Verin came closer, swinging. She lashed out, hitting the inside of his elbow, ruining the swing and some of his nerves as the sword went sailing out of the ring. He staggered, her leg came up, and she grabbed his head with both hands so her knee would send his balls up into his stomach. He gasped, groaned, moaned—but his mouth was open. She slid her hands down, her fingers finding their way into his mouth. He didn’t even have the thought to slam his teeth into her fist as she grabbed ahold of the slithering thing he called and tongue. Her foot came up to slam into his chest while her hand yanked back with everything she had. It almost slipped, but her nails dug in. When his tongue was yanked out as much as possible, her knife flashed.

He fell out of the circle from the impact of her foot. Then he started screaming. Wordlessly, of course, because his tongue was in her hand, the muscle still twitching.

It had taken maybe twenty seconds, if that.
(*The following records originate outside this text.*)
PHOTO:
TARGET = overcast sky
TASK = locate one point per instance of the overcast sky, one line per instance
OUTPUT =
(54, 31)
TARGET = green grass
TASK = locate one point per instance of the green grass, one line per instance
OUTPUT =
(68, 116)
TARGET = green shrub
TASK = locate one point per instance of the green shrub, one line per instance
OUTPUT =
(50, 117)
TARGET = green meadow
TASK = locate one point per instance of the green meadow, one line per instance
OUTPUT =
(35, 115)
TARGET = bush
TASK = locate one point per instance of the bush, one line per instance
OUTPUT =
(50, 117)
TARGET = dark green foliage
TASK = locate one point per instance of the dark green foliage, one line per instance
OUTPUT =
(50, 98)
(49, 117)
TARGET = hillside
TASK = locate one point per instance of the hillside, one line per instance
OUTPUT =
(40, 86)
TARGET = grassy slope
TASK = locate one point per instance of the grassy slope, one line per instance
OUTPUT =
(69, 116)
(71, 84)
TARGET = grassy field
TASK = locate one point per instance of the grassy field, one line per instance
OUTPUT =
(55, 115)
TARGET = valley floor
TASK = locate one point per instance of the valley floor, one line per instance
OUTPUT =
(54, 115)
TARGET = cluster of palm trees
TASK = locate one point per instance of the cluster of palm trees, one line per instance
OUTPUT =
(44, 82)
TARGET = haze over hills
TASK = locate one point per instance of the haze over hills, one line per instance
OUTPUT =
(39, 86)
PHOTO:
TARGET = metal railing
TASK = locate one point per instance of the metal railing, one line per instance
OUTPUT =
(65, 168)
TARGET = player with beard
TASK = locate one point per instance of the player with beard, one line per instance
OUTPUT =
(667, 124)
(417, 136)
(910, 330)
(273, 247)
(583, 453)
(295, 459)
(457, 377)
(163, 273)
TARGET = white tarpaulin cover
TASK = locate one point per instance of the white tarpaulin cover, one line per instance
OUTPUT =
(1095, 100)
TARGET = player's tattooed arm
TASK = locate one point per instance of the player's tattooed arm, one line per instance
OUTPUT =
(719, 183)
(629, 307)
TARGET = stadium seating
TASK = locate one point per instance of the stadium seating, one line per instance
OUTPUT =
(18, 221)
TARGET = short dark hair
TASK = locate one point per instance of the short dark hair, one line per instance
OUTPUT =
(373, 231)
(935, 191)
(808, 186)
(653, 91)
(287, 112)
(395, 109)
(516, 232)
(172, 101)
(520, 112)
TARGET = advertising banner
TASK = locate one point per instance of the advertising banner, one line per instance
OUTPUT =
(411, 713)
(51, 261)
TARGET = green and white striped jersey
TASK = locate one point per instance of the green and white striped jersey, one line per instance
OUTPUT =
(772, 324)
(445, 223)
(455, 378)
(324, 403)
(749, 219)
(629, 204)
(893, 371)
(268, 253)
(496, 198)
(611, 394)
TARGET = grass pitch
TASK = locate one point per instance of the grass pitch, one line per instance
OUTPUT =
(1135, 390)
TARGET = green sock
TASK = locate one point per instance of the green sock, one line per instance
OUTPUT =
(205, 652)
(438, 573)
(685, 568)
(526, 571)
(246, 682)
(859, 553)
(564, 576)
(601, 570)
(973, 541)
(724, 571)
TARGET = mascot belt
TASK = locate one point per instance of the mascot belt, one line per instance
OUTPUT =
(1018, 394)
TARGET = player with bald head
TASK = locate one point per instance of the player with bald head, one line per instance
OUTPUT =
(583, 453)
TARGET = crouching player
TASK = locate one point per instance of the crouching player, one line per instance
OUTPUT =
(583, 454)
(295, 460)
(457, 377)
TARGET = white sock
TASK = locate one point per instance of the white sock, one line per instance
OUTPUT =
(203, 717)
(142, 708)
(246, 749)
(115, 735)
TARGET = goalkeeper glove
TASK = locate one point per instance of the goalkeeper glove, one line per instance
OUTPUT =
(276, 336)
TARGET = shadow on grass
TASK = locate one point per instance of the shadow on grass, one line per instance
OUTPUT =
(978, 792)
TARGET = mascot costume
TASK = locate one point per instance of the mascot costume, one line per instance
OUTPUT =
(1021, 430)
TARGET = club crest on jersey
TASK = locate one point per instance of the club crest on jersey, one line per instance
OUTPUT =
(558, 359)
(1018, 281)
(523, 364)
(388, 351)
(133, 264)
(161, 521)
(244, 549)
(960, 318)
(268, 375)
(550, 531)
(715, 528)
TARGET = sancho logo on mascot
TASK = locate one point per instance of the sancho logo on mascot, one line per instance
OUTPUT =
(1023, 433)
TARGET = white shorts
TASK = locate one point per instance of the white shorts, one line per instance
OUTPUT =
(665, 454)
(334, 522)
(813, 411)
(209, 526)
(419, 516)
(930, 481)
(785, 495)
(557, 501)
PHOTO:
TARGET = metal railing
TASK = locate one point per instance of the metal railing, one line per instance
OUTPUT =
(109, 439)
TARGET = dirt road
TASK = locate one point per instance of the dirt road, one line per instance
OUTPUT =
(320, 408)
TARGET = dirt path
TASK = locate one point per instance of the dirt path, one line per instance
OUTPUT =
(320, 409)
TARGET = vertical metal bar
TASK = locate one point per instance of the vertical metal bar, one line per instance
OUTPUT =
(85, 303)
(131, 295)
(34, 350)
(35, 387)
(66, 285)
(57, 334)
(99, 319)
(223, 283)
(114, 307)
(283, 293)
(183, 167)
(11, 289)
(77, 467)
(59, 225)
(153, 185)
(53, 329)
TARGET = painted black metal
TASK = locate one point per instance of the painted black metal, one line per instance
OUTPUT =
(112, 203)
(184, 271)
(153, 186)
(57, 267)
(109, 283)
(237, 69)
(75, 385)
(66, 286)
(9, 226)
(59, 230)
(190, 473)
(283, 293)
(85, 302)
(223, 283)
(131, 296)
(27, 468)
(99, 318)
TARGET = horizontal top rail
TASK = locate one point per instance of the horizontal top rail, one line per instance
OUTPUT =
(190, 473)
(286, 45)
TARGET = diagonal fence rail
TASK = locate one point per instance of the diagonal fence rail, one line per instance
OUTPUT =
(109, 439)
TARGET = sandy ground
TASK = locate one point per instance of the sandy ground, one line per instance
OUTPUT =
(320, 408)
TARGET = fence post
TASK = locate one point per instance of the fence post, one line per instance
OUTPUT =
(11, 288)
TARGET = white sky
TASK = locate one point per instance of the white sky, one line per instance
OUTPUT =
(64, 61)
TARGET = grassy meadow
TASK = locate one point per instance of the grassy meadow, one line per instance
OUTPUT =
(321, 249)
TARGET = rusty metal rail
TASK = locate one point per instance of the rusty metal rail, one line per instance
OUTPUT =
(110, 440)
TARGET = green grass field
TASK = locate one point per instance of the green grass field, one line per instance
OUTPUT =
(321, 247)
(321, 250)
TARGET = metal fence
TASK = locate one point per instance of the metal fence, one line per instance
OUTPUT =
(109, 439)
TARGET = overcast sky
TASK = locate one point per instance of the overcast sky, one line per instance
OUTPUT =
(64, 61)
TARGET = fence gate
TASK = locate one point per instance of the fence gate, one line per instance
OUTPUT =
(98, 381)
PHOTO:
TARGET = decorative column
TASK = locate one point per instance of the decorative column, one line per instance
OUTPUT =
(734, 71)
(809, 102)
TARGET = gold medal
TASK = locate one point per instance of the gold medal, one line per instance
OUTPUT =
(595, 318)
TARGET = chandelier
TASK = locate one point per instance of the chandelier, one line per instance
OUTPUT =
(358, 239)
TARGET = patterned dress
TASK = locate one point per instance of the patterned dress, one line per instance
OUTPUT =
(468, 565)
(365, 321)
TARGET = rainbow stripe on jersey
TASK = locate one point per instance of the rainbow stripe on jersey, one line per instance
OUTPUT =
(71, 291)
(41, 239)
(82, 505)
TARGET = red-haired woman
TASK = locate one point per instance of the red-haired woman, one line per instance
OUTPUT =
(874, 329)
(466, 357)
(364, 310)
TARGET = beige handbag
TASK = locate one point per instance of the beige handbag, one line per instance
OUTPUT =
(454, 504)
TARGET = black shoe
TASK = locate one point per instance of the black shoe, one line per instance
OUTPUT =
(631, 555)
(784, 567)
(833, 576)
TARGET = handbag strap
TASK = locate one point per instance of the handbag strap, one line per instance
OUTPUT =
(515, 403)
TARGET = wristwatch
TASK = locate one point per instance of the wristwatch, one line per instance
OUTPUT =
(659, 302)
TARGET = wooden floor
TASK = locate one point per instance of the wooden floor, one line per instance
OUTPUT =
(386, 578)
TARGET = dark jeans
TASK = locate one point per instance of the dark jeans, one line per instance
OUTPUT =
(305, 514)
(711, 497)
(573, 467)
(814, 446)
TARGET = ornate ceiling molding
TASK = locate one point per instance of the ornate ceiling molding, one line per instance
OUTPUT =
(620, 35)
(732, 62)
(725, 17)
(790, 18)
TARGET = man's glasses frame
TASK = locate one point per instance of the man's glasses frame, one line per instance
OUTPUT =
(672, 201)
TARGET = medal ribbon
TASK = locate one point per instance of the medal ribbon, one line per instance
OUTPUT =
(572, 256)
She turned to look at everyone. Saw the confused faces of the trainers and sponsors above, who hadn’t been paying attention at the right moment. Looked at the pale faces of the other competitors. “Anyone else want to crack some joke about the fact that I got a fucking vagina?” She asked, voice roaring in the massive training hall. “No?”

She flung the tongue at Cain's feet. The bastard was grinning, spinning the black ring on his finger with his thumb. She made sure to curtsy to Brullo, then stomped towards the water barrel to wash the blood of her hands.


	21. Sam III

She burst into the room, laughing as Sam jumped out of his skin. She dodged the knife he threw, before rushing up and throwing her arms around him. “What—Elle—what’s—”

“Let’s run away!” She looked up at him, grinning. “Come on, let’s get out of the damn city. Let’s just go.”

He smiled at her gently, his hands running down her hair, her back. They snuck up her shirt, hugging and morphing to her bare skin. “And where would we go, wife?”

“Anywhere.” She lifted up onto her toes to kiss him. “Everywhere. Just you and me. No more hiding that we're married. No more sneaking around. Let’s go to some shore-town somewhere and live the good life, just you and me?”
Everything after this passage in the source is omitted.